At this juncture, it is relevant to point out, as others have done,[5] that it is not at all clear exactly what Libet was asking his subjects to report. He indiscriminately describes what they were reporting as an urge, a wish, a desire, an intention, a decision, and a choice.[6] However, these terms express different concepts. Neither an urge nor a wish nor a desire is identical with a choice (I will assume that a choice is a decision) or the intention that follows the making of a choice. An urge or a desire is the basis of a reason to choose, and while an agent is passive with respect to both the coming to have a desire and the reason to act that is based on it, a choice is a mental action. If the subjects were reporting the occurrence of a desire, a wish, or an urge, then there would be nothing problematic about the discovery of brain activity several hundred milliseconds earlier that caused the arising of an event of this kind because it is not a choice made by its subject.
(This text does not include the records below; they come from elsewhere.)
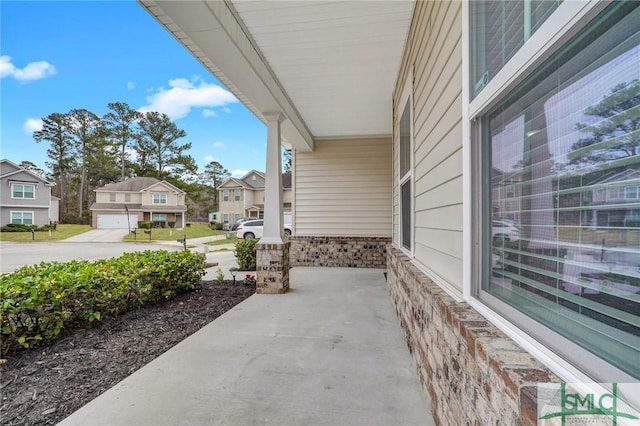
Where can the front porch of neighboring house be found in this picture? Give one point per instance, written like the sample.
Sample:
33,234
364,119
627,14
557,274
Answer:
372,100
164,219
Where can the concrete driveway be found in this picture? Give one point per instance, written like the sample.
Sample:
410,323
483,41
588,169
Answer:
100,236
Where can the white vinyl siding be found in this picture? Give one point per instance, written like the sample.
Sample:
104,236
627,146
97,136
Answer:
434,57
344,188
23,191
22,218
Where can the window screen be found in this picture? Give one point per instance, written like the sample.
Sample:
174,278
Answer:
498,30
564,149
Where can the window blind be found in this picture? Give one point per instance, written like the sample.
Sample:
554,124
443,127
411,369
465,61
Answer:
564,190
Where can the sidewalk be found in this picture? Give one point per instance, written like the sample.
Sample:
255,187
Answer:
328,352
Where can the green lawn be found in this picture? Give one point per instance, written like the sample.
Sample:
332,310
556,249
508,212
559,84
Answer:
62,232
166,234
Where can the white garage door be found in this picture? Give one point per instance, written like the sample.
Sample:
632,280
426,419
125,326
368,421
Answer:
117,221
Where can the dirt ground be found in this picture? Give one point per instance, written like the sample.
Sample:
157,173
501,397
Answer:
44,385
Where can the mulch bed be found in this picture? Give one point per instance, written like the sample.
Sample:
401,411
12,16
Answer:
44,385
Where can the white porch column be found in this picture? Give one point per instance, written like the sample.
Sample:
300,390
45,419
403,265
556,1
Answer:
273,222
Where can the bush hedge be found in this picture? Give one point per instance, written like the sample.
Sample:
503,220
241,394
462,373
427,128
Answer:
18,227
245,253
40,302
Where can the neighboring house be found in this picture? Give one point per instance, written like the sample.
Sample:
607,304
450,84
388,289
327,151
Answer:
25,197
244,197
616,201
397,113
121,205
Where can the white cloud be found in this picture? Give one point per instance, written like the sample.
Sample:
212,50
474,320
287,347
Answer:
32,125
32,71
237,173
183,95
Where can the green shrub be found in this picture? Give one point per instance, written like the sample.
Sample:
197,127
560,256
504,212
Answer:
18,227
245,253
39,303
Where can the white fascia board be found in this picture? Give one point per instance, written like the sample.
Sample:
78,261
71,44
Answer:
215,34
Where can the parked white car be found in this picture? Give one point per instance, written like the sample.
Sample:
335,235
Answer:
254,229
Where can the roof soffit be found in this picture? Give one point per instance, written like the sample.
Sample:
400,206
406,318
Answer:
330,67
211,32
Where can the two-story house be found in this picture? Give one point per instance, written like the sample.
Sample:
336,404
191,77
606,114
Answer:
25,197
123,204
616,200
244,197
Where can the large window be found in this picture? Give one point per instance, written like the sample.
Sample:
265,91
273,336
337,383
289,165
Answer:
23,190
560,203
499,29
405,176
159,198
23,218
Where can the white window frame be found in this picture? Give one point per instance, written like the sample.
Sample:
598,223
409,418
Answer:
22,213
565,22
23,185
627,194
407,96
157,197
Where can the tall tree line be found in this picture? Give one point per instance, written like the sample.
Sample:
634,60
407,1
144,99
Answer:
87,151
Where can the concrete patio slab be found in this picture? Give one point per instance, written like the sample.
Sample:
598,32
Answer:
328,352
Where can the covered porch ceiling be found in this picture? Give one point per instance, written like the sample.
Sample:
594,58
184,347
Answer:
329,66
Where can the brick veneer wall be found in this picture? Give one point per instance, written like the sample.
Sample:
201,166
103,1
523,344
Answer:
472,372
272,268
351,252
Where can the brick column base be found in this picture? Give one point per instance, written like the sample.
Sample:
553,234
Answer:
272,268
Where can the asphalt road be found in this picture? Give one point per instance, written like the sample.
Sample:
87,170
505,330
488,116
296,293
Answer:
16,255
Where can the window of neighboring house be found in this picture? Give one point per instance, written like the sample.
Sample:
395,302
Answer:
631,192
498,30
23,218
159,219
406,176
159,198
565,130
23,190
510,191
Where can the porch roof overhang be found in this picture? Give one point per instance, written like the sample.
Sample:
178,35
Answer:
329,67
Finally, the experimental work of neuroscientists like Libet raises an issue about explanation and its scope beyond the laboratory. Libet concludes that his subjects were caused to consciously urge, decide, desire, wish, intend, or whatever to move their fingers by earlier blind and unconscious brain events. Harris writes that the findings of Libet and others “are difficult to reconcile with the sense that we are the conscious authors of our actions” (9). Are we, then, to conclude from this experimental work that all of our conscious “actions” are ultimately and completely the effects of blind, unconscious brain events? Chun Siong Soon, et al. write that “we directly investigated which regions of the brain predetermine conscious intentions and the time at which they start shaping motor decision” (543) (see endnote 2). In the very next sentence, they write that “subjects . . . gave [their] informed written consent” (543) to participate in the experiment, the implication being that the subjects’ participation was consciously purposeful in nature. But how was their written consent “informed,” if it was ultimately completely explicable in terms of blind causes? And what about the paper by Soon et al.? Is it really plausible to think that blind, purposeless processes in the authors’ brains ultimately completely explained the intelligible sequences of marks on pieces of paper that constituted a description and analysis of their experimental work? And Libet’s writing of his book Mind Time? Is it ultimately completely explicable without any reference to a purpose for which he wrote it? What about the explanation for Harris’ own book? It would be interesting to read what Harris thinks about this issue.
Free Will is an enjoyable book, but it should be read with care. It often mischaracterizes free will and fails to provide any convincing arguments against its reality. That it fails in this regard is not an insignificant point. After all, if we as ordinary people are mistaken about possessing libertarian freedom, then, as Harris emphasizes, what we believe about moral responsibility, praise and blame, and reward and punishment is also mistaken. In other words, much of what we ordinarily believe crumbles. This includes theological beliefs, which is another kind of belief that Harris is fond of attacking. For example, any plausible explanation of evil in the world will have to invoke some version of what is known as the free-will defense, which maintains that at least some of the evil in the world is explained by the purposeful free choices of human, and perhaps non-human, beings.
I would like to praise Harris for writing Free Will. I think he deserves it. But he would probably tell me that he only did what his genes, political and economic background, etc. causally determined him to do. Therefore, no praise is deserved. I think it best to leave the matter there.[7]